Labours

En revenant par les petites routes départementales depuis Grenoble, je vois quelques paysans calfeutrés dans l’habitacle de leurs tracteurs labourer leurs champs. Je me dis qu’il faut un courage extraordinaire tout de même malgré le froid, malgré le maigre revenu qu’ils tireront du fruit de leur travail. N’est ce pas la même chose finalement que pour le peintre qui chaque jour pose sur sa toile ses sillons de lignes et de couleurs sans plus d’assurance quant au résultat de son labeur.

La solitude du paysan assis sur son tracteur comme celle du peintre assis ou debout devant sa toile.

Ce sont toujours les mêmes champs que le paysan travaille inlassablement à chaque saison de l’année alternant les cultures pour ne pas appauvrir la terre qui le nourrit, qui nous nourrit.

Je songeais à cela et à ma grande difficulté permanente à m’atteler à un thème, à papillonner sans cesse comme si quelque chose de plus fort que moi m’obligeait sans arrêt à la dispersion.

Bien sur je peux partir du postulat que je ne suis pas autre chose qu’un élément de la nature comme les autres et qui ne cesse de produire son fruit. Mais que penser d’un pommier qui donnerait des pommes des poires des bananes ? ce serait difficile au final de déterminer que c’est bel et bien un pommier.

Je suis un arbre mais impossible de me donner un nom et c’est encore pour cela que je ne suis que peintre et non artiste.

Il faut que j’aille encore plus profondément encore pour en finir avec la dispersion, qui somme toute n’est qu’une tentative vaine de m’aveugler sans arrêt sur le vrai travail, ce vrai travail qui peut-être demande une sorte de sacrifice total, une mort initiatique.

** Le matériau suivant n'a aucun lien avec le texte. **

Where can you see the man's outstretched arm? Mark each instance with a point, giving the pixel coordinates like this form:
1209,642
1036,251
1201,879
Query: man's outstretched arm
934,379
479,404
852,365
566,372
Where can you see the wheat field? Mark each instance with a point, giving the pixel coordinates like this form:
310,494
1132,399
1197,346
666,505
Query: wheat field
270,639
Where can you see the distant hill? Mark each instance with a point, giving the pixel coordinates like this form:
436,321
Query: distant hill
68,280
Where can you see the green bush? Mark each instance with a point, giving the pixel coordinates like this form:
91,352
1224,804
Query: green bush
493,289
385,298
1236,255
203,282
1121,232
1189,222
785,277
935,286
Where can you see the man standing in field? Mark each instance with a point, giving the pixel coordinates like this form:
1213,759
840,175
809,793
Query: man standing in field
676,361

Encore une fois tout cela se résume en une décision, un choix, et en terminer avec la perpétuelle remise en question, les doutes.

Du moins c’est comme cela que je comprends ces choses à ma façon. Il faut que quelque chose meurt et renaisse pour que le sillon soit enfin un sillon et non pas un objet de projection, un miroir, une élucubration.

Je regarde encore les portraits de Dora que peint Picasso pendant la guerre. Il en a fait de nombreux et certainement très rapidement avec un langage plastique resserré, quelques mots quelques signes de ponctuation qu’il déplace ça et là et cette constante du petit chapeau. Est-il animé par le désir, l’amour quand il peint autant la même chose dans cette urgence qu’il sait que ceux ci ne peuvent durer ?

Il passera vite à autre chose mais à la différence de moi, il siphonne complètement le filon que lui a procuré l’émotion au contact de l’autre, que ce soit une femme aimé, un peintre admiré, une culture exotique, il s’empare de tout cela et se jette dans le travail pendant une période donnée comme on court contre la mort.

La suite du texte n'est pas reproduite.